Thursday, January 18, 2018

Urban Mining

Some of Europe’s richest deposits of valuable materials are in the trash, ranging from gold in smartphones to cobalt in electric car batteries, according to a study of urban mining, “Prospecting Secondary Raw Materials in the Urban Mine and Mining Waste” (ProSUM).

Scrap vehicles, batteries, computers, fridges and other electronic and electrical waste total about 18 million tonnes a year and contain materials worth billions of dollars, the report said, urging more recycling

 Smartphone, for instance, has a concentration of gold 25 to 30 times that of the richest primary gold ores.

With sales rising, it shows that electric cars will become a source of materials such as neodymium, lithium and cobalt in coming years.
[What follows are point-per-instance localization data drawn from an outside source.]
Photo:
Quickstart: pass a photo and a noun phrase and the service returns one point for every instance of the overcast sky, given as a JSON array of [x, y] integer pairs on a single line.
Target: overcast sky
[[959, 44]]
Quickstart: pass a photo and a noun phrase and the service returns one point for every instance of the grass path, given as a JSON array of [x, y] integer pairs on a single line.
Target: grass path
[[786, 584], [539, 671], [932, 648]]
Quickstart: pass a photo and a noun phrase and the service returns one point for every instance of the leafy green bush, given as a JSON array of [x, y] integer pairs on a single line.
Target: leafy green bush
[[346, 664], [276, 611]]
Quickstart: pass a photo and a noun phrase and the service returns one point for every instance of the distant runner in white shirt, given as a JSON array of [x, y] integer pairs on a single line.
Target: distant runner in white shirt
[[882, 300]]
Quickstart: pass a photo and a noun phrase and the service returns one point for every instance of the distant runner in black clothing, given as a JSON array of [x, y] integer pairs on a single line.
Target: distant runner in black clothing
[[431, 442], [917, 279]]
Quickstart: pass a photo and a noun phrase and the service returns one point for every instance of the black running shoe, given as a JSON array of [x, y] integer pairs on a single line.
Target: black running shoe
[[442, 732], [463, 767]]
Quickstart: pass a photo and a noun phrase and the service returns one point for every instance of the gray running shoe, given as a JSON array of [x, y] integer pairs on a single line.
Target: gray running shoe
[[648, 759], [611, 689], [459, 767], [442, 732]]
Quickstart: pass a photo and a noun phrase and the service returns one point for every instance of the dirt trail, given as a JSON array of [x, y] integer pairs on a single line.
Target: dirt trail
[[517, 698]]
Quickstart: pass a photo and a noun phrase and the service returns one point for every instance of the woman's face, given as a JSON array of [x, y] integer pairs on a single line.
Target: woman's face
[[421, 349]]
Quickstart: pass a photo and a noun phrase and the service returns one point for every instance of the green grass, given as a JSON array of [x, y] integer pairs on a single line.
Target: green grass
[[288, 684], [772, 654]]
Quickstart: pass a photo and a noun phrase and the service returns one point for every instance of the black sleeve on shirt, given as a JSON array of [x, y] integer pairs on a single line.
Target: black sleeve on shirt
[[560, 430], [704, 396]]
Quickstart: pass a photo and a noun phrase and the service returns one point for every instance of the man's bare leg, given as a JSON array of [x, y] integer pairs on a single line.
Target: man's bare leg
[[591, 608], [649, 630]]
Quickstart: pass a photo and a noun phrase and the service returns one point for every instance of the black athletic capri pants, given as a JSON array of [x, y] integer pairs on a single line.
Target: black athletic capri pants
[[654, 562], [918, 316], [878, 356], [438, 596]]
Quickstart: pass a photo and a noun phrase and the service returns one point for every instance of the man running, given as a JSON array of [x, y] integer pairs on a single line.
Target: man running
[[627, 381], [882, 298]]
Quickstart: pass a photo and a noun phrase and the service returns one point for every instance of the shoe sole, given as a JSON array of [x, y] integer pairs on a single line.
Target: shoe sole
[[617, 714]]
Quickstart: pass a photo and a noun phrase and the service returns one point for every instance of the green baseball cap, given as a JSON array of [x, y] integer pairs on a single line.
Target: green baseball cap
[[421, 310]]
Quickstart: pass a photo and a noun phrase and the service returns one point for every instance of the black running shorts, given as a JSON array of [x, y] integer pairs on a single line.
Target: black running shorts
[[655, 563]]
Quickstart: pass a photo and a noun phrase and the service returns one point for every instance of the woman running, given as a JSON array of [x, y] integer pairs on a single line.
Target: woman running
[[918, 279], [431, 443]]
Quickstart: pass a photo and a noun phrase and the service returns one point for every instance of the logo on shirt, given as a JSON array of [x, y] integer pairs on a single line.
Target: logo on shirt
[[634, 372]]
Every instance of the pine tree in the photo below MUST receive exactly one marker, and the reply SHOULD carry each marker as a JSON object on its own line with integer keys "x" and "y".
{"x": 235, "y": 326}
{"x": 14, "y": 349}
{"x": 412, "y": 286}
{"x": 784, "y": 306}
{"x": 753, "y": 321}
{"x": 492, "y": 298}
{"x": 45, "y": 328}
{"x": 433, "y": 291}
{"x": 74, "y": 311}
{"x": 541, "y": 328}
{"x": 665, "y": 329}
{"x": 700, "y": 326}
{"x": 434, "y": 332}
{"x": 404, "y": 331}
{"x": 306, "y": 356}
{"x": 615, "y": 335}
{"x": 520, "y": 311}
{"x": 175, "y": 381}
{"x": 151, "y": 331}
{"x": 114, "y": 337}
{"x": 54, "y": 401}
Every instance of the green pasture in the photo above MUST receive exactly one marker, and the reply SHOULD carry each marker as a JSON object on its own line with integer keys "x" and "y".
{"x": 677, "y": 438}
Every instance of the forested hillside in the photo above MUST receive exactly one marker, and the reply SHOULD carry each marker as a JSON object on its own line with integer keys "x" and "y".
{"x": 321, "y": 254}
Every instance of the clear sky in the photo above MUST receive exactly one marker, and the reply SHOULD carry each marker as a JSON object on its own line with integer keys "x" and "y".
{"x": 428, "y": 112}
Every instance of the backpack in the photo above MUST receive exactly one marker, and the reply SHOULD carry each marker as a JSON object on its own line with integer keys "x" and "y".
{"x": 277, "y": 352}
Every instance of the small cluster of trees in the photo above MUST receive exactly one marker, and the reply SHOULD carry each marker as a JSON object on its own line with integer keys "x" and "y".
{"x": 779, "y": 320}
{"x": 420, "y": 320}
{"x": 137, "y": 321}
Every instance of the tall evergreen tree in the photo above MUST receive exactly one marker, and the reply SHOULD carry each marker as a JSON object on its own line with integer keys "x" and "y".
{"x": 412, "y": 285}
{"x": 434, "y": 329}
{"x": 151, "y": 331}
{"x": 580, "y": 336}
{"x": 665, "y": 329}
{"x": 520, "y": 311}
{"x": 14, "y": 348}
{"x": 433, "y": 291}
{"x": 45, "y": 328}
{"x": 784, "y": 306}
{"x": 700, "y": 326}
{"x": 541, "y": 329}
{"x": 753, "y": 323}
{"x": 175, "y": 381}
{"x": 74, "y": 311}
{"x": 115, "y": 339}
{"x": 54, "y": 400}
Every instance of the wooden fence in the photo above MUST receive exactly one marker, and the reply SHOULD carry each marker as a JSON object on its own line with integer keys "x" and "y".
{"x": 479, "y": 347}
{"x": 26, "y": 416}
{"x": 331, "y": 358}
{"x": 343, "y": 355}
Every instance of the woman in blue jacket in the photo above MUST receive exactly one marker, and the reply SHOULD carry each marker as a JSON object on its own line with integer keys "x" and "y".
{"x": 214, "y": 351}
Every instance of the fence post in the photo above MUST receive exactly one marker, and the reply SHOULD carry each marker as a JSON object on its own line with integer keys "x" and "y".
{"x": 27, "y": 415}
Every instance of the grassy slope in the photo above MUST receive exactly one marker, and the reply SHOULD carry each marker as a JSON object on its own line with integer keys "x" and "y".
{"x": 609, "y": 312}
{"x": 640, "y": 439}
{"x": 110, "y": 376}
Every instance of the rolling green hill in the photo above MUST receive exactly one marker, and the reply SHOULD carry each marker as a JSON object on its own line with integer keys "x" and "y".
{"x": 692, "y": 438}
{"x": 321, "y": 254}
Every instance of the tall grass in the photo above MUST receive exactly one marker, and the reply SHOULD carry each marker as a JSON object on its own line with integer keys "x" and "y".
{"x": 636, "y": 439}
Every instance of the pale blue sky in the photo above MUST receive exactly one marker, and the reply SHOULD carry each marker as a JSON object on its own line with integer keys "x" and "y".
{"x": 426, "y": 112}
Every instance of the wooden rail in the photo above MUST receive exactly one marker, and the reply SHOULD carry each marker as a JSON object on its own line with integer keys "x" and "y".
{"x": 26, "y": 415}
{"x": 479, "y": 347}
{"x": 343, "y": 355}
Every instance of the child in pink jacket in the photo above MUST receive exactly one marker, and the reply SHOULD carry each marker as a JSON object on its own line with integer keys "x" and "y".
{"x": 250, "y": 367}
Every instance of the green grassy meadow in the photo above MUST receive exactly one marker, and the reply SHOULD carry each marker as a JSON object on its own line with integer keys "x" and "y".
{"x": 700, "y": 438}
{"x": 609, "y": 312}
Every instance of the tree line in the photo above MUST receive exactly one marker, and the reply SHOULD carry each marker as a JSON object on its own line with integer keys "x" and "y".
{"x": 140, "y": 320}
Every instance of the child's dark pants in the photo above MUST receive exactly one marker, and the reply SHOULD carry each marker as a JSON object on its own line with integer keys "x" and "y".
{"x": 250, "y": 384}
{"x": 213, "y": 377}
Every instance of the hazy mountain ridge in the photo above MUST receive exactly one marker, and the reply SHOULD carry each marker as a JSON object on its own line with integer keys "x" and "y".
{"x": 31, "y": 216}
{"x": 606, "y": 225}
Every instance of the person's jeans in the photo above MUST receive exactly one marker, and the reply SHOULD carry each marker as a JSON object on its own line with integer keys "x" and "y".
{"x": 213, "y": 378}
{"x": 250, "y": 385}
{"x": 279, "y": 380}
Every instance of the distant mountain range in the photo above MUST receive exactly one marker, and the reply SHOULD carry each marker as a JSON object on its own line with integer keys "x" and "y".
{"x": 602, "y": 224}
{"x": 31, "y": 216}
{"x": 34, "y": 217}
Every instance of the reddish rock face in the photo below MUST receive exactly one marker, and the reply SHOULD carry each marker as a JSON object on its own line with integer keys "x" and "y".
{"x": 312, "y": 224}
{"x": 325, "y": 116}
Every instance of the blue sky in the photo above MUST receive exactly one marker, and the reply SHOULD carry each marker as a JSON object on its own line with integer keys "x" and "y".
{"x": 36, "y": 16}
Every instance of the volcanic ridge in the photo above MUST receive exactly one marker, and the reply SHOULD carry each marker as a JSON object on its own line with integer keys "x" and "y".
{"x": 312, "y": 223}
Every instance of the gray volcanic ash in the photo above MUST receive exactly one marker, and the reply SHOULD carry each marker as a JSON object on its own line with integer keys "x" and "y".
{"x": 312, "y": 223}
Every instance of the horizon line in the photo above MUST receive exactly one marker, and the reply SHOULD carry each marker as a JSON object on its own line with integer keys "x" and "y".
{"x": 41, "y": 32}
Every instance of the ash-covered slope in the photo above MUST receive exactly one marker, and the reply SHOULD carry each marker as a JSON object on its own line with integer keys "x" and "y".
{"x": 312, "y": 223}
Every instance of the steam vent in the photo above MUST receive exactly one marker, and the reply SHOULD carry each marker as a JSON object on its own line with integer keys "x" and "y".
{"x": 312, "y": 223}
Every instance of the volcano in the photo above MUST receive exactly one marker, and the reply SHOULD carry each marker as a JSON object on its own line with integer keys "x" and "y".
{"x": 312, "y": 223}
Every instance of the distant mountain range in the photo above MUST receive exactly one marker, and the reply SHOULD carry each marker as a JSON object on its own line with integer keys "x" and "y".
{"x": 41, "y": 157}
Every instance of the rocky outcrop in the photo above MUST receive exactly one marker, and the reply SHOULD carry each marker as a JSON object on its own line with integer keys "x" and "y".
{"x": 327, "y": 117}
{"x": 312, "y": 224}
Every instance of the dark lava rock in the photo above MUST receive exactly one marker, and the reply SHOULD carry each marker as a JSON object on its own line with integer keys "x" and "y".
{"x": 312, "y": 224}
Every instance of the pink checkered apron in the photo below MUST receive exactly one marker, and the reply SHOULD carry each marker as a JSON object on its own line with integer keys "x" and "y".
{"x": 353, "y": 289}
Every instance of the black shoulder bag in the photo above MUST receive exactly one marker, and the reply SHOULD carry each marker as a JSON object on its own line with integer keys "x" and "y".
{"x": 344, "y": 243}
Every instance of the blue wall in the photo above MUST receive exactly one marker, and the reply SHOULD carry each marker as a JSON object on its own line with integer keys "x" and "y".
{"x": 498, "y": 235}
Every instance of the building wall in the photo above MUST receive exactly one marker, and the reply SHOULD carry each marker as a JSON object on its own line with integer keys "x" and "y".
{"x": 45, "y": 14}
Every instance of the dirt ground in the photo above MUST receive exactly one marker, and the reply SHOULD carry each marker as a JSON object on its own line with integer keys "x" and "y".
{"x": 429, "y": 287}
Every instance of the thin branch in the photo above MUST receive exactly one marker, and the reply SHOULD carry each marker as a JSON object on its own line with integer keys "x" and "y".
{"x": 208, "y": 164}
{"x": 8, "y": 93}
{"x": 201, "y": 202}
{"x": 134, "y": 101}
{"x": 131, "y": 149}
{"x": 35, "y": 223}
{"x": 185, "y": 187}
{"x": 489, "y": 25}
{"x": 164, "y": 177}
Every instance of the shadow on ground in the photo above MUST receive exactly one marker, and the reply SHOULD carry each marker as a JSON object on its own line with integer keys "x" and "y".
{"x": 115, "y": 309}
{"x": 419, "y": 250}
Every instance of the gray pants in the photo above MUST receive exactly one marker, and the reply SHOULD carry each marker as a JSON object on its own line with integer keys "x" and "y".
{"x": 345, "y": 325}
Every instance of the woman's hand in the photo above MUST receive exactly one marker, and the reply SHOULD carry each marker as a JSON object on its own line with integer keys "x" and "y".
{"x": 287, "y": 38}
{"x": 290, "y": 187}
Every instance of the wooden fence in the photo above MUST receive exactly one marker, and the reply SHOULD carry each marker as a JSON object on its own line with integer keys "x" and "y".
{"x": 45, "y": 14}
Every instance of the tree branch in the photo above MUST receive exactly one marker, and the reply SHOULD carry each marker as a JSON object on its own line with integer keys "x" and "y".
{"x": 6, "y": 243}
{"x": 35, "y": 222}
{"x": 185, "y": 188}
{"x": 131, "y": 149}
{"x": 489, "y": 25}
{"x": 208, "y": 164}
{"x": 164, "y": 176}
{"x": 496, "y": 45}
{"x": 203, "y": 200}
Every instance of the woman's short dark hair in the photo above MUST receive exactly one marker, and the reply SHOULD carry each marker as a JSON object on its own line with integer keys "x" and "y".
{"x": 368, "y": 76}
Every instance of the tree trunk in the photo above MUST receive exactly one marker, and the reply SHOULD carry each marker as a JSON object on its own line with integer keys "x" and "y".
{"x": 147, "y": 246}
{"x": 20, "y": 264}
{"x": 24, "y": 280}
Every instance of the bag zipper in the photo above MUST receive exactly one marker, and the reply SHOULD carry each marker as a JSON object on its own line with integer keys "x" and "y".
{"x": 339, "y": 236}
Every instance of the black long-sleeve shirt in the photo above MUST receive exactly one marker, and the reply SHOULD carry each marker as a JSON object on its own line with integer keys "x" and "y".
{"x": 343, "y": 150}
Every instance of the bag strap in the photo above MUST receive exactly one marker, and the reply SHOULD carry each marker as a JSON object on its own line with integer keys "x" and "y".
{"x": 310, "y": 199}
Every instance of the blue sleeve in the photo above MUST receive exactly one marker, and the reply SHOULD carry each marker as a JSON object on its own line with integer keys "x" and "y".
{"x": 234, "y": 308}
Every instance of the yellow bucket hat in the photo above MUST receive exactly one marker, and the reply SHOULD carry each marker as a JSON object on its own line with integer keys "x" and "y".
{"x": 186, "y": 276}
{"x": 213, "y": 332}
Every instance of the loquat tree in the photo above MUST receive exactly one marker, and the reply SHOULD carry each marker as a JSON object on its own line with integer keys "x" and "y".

Last month, another study showed that the world’s electronic scrap in 2016 contained 55 billion euros ($67.29 billion) of valuable materials, most of them squandered because of low recycling rates. Researchers last year detected 3 tonnes of silver and 43 kg of gold in effluent and sludge from waste water treatment plants - amounting to around 3 million Swiss francs ($3.1 million).

 Costs of recycling waste and rapid switches in technology deter investments in urban mining. Waste copper found in old-fashioned cathode ray screens, for example, has been falling across Europe since a 2011 peak with the shift to flat screen televisions and computers.